Nasa has successfully crashed two spacecraft into the Moon - on purpose.
The two craft ('Ebb' and 'Flow') which together made up the Gravity Recovery and Interior Laboratory (Grail) mission, were intentionally targeted at the Moon after completing their operations.
The washing machine-sized craft were sent to the Moon to help map the fine details in the Moon's gravity and understand more about what it's made of and how it was formed.
They slammed into the side of a 2km-high mountain at about 10.30 pm UK time, located about 3km apart.
Ebb and Flow were placed in orbit around the Moon in March, and have since produced the most detailed gravity map of any body in the Solar System - including Earth.
"Ebb and Flow have removed a veil from the Moon and removing this veil will enable discoveries about the way the Moon formed and evolved for many years to come," said principal investigator Prof Maria Zuber from the Massachusetts Institute of Technology, according to the BBC.

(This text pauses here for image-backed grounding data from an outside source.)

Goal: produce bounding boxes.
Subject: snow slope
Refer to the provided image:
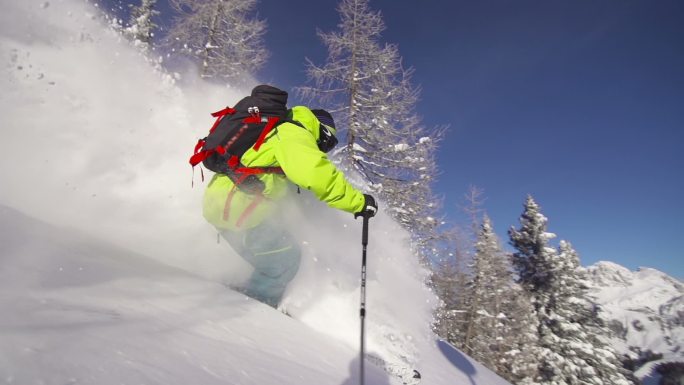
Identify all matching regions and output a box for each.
[0,204,385,384]
[0,1,510,384]
[0,204,508,385]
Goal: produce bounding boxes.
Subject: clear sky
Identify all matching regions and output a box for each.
[111,0,684,278]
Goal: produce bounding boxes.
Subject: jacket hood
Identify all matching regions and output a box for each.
[290,106,322,141]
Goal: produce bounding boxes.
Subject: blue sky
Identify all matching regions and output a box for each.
[253,0,684,278]
[110,0,683,278]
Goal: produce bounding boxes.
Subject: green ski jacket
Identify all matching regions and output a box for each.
[203,106,365,230]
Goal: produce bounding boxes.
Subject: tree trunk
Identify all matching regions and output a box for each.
[201,0,224,78]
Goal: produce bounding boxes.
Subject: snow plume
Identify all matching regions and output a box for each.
[278,191,436,367]
[0,0,437,370]
[0,0,255,281]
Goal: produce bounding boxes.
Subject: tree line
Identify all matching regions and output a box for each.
[433,192,640,384]
[111,1,644,384]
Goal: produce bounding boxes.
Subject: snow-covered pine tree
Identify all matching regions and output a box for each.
[462,215,510,367]
[509,196,635,385]
[496,286,540,385]
[463,215,541,385]
[545,240,635,385]
[432,195,540,384]
[509,196,568,383]
[165,0,268,82]
[124,0,159,52]
[509,195,558,302]
[299,0,444,260]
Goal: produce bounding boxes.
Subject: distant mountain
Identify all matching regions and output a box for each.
[585,261,684,383]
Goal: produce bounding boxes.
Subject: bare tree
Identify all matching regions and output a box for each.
[432,188,487,351]
[165,0,268,83]
[431,241,469,345]
[300,0,446,259]
[459,185,486,236]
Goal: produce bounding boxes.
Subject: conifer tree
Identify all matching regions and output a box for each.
[509,195,558,301]
[545,241,635,385]
[463,216,509,364]
[463,215,540,384]
[165,0,268,82]
[431,192,545,384]
[497,287,540,385]
[509,196,635,385]
[125,0,159,52]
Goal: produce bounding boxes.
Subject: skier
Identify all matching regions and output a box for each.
[201,102,379,308]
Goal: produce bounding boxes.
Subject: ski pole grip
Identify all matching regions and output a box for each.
[361,214,369,246]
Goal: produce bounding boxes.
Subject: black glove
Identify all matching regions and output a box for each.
[356,194,378,218]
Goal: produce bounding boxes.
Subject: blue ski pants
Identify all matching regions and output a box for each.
[220,221,301,307]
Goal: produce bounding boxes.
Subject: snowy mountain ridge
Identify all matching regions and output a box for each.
[585,261,684,378]
[587,261,682,291]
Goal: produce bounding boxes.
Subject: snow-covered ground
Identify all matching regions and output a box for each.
[0,204,508,384]
[0,1,510,384]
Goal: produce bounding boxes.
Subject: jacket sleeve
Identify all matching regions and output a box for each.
[272,123,365,214]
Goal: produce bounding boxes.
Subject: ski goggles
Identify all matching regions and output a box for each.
[318,123,339,153]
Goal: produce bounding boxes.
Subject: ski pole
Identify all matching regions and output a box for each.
[356,213,371,385]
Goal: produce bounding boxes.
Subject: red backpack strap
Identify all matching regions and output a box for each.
[222,187,238,221]
[259,166,284,174]
[253,117,280,151]
[236,194,265,228]
[222,172,256,222]
[234,165,283,175]
[189,138,210,167]
[209,107,236,133]
[212,107,236,118]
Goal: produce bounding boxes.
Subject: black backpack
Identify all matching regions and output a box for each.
[189,85,289,193]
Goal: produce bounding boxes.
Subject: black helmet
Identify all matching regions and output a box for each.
[311,109,339,153]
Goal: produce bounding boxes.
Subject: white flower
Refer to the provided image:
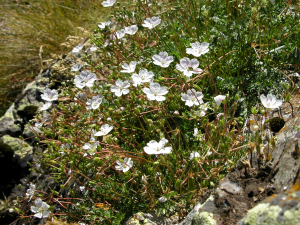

Preliminary results from the mission were released earlier this month, and were already being described as far-reaching and surprising.
Above: Nasa's new gravity map of the Moon
They indicated that the crust of the Moon are much thicker than previously thought. And the conclusions from that are surprisingly far-reaching - it suggests the violent early history of the Solar System led to most rocky planets having deep fractures in their surface.
That in turn means life that may have once existed on Mars might still be there - in an ocean which drained into deep fractures on its surface.